Lamaze hasn’t spoken publicly about treatment or prognosis, but indicated Wednesday he did not have positive news to share.
“It is what it is,” Lamaze said. “That’s all I can say. I don’t have an answer that you’re going to be happy with.”
Lamaze continues to ride though his illness, and ride well. He didn’t put a rail down Wednesday on either Chacco Kid or Coco Bongo.
Riding in a pair of jump-offs on the first day of the annual Masters tournament, Lamaze was bested only by riders with faster times.
Brazil’s Eduardo Menezes claimed the 1.6-metre Akita Drilling Cup aboard H5 Quinton with a winning time of 37.45 seconds.
Connor Swail of Ireland finished second with GK Coco Chanel in 37.87. Italy’s Massimo Grossato was third in 38.42 on Lazzaro Delle Schiave.
Ireland’s Daniel Coyne and Cita were victorious in the 1.5-metre TELUS Cup, 36.24 seconds ahead of Menezes and Ennebel Van Het Posthuijs of Brazil in 36.65.
Lamaze and Chacco Kid finished third in 37.22.
As for the prospect of representing Canada again in 2020, Lamaze’s response was a combination of uncertainty about his health and his frustration about what he feels is interference in equestrian’s showcase event.
“It’s my goal, yes. Don’t know if I’ll get there, but it’s my goal to go,” he said. “One show at a time for now.
“Having said that, I have mixed feelings because I don’t want to support it in some ways.
“I think all riders should boycott the Olympics to be honest and say, ‘If you don’t reverse this, we’re just plain not coming because this is not right.' "

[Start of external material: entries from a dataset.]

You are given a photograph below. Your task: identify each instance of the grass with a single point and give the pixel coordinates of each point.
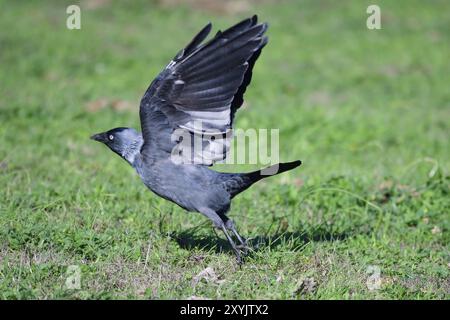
(367, 112)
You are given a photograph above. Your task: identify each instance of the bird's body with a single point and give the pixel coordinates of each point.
(195, 98)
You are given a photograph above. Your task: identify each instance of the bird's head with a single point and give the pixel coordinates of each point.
(126, 142)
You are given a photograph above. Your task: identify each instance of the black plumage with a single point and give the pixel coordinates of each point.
(197, 94)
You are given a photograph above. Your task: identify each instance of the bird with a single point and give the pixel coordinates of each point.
(195, 98)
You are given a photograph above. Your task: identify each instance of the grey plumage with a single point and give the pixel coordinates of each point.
(203, 84)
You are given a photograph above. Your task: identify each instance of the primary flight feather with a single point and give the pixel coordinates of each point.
(193, 99)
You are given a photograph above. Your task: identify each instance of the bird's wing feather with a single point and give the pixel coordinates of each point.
(199, 91)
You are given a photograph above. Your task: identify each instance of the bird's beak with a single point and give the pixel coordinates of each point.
(100, 137)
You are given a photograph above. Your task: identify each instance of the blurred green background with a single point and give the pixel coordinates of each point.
(367, 111)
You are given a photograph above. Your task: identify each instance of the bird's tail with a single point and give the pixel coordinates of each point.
(240, 182)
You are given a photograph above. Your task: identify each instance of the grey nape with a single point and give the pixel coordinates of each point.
(204, 83)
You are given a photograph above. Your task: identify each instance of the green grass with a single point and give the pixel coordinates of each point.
(367, 112)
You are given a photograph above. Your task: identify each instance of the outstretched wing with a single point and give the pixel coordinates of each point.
(191, 104)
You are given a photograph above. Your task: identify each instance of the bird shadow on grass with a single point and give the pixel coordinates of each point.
(293, 241)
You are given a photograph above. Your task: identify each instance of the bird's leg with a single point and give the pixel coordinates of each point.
(243, 242)
(220, 224)
(233, 245)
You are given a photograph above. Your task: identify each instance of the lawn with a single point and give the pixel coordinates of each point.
(367, 111)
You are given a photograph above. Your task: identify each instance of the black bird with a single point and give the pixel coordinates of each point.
(196, 96)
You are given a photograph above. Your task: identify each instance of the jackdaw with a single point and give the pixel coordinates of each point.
(194, 99)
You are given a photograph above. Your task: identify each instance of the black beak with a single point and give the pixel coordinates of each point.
(100, 137)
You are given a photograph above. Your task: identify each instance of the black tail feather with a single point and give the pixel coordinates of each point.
(237, 183)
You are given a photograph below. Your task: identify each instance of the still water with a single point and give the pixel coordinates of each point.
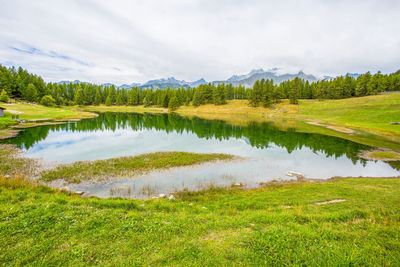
(269, 153)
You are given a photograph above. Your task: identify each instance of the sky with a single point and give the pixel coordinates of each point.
(134, 41)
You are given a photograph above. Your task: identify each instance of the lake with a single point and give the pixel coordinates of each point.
(268, 152)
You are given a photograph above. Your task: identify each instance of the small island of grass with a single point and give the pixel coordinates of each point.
(127, 166)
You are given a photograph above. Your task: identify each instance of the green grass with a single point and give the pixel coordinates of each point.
(135, 109)
(11, 163)
(124, 166)
(370, 113)
(276, 225)
(6, 121)
(39, 112)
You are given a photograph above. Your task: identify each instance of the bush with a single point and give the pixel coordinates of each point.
(48, 101)
(3, 96)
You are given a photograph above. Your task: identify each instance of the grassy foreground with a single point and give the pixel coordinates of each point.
(122, 166)
(280, 224)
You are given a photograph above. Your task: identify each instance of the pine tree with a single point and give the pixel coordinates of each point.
(31, 93)
(108, 101)
(173, 103)
(219, 95)
(3, 96)
(119, 101)
(97, 98)
(197, 98)
(255, 95)
(48, 101)
(79, 97)
(294, 89)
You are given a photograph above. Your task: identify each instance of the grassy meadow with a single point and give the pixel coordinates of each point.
(39, 112)
(342, 222)
(373, 113)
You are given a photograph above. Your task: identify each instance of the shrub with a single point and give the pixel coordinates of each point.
(48, 101)
(3, 96)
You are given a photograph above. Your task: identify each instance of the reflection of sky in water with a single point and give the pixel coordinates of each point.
(260, 165)
(67, 146)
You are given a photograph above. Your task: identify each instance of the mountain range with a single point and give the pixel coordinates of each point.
(246, 80)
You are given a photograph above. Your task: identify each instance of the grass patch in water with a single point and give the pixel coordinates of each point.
(12, 164)
(384, 155)
(123, 166)
(276, 225)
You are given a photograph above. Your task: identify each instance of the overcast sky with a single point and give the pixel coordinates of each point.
(134, 41)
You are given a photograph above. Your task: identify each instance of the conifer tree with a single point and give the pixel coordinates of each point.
(3, 96)
(79, 97)
(108, 101)
(97, 98)
(31, 92)
(173, 103)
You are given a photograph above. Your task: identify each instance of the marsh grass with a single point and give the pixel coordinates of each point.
(279, 224)
(385, 155)
(127, 166)
(13, 164)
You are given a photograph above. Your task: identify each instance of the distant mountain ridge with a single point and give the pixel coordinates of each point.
(246, 80)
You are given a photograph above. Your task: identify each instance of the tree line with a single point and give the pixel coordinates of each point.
(260, 135)
(19, 83)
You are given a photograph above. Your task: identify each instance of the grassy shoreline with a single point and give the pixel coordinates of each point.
(365, 120)
(352, 221)
(37, 115)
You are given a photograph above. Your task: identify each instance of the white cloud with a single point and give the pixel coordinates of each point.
(133, 41)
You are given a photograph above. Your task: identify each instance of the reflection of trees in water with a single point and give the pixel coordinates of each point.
(259, 135)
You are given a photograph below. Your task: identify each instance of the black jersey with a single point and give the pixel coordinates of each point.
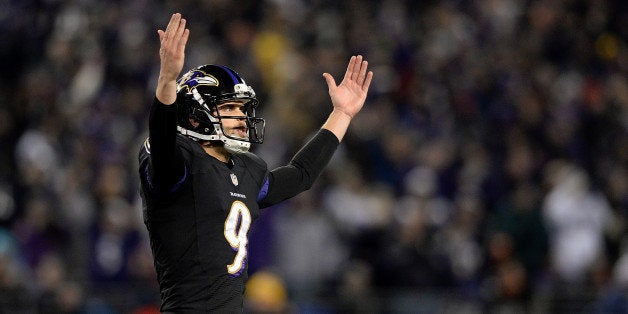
(198, 211)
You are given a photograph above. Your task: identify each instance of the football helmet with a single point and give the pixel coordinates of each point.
(199, 93)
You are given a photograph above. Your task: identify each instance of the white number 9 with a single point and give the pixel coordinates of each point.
(237, 236)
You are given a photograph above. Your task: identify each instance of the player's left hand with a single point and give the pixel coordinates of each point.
(350, 95)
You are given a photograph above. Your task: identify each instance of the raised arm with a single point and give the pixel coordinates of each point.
(306, 166)
(348, 97)
(166, 170)
(172, 55)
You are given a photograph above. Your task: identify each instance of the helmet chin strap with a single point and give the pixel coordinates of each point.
(231, 145)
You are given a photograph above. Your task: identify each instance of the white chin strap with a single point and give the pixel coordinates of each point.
(231, 145)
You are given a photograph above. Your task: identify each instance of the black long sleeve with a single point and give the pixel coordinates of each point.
(303, 170)
(167, 167)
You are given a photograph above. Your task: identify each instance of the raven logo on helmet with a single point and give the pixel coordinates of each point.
(196, 78)
(199, 93)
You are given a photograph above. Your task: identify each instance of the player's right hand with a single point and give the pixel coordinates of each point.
(172, 56)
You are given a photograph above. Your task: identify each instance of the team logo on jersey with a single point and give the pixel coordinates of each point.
(196, 78)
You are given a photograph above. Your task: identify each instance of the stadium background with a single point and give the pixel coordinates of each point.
(488, 171)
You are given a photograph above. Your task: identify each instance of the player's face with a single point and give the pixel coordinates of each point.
(233, 127)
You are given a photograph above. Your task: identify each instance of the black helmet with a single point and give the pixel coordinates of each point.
(201, 90)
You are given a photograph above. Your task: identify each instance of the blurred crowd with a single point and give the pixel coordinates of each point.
(488, 171)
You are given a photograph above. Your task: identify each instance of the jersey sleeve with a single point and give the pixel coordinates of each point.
(302, 171)
(162, 166)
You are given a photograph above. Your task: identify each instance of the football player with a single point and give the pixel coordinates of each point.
(201, 188)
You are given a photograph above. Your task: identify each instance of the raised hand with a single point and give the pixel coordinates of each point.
(350, 95)
(172, 56)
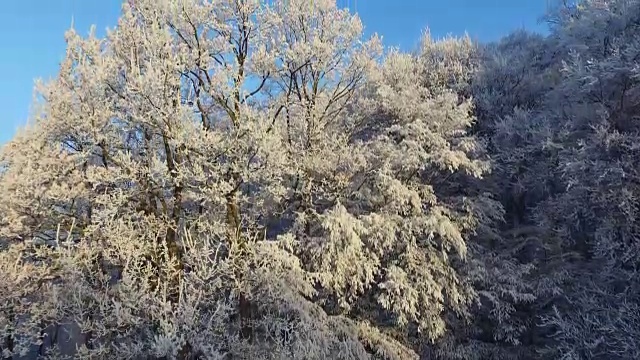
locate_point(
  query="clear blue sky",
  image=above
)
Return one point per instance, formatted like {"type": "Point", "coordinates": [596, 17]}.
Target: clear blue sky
{"type": "Point", "coordinates": [32, 43]}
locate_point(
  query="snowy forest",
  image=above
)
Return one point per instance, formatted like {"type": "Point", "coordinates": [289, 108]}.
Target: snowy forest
{"type": "Point", "coordinates": [228, 179]}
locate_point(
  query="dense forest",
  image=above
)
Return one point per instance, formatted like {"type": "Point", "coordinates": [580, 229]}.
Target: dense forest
{"type": "Point", "coordinates": [233, 180]}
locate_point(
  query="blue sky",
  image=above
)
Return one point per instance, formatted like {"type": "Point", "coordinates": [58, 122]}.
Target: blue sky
{"type": "Point", "coordinates": [32, 43]}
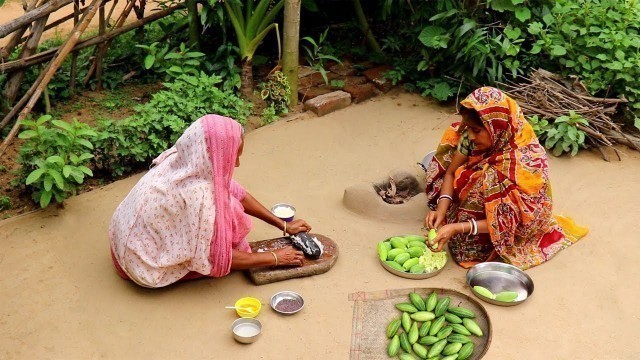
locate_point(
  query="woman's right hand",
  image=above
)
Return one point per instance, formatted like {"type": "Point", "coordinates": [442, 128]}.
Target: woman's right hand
{"type": "Point", "coordinates": [435, 219]}
{"type": "Point", "coordinates": [289, 256]}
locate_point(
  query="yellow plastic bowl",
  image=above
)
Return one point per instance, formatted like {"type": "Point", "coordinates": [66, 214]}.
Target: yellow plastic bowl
{"type": "Point", "coordinates": [248, 307]}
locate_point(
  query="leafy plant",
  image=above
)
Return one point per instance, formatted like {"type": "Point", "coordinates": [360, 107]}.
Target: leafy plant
{"type": "Point", "coordinates": [315, 54]}
{"type": "Point", "coordinates": [597, 40]}
{"type": "Point", "coordinates": [439, 89]}
{"type": "Point", "coordinates": [565, 136]}
{"type": "Point", "coordinates": [275, 92]}
{"type": "Point", "coordinates": [395, 75]}
{"type": "Point", "coordinates": [54, 157]}
{"type": "Point", "coordinates": [224, 65]}
{"type": "Point", "coordinates": [269, 114]}
{"type": "Point", "coordinates": [251, 27]}
{"type": "Point", "coordinates": [171, 62]}
{"type": "Point", "coordinates": [5, 201]}
{"type": "Point", "coordinates": [156, 125]}
{"type": "Point", "coordinates": [336, 83]}
{"type": "Point", "coordinates": [540, 126]}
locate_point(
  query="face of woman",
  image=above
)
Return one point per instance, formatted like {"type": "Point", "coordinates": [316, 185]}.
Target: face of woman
{"type": "Point", "coordinates": [240, 152]}
{"type": "Point", "coordinates": [478, 135]}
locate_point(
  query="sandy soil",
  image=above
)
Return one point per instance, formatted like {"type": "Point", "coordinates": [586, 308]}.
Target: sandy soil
{"type": "Point", "coordinates": [61, 298]}
{"type": "Point", "coordinates": [13, 9]}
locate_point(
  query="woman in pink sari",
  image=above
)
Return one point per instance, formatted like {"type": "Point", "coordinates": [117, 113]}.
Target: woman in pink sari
{"type": "Point", "coordinates": [187, 218]}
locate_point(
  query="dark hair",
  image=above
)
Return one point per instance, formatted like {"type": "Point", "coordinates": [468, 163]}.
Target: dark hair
{"type": "Point", "coordinates": [471, 115]}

The $4.3-million Spruce Meadows Masters continues until Sunday. Lamaze is expected to be on the Canadian team competing in a Nations Cup Saturday.
The tournament’s finale Sunday is the $3-million CP International Grand Prix.
Lamaze has won it twice (2011, 2007) with Hickstead. He’s the winningest rider at Spruce Meadows with career earnings of more than $6-million there.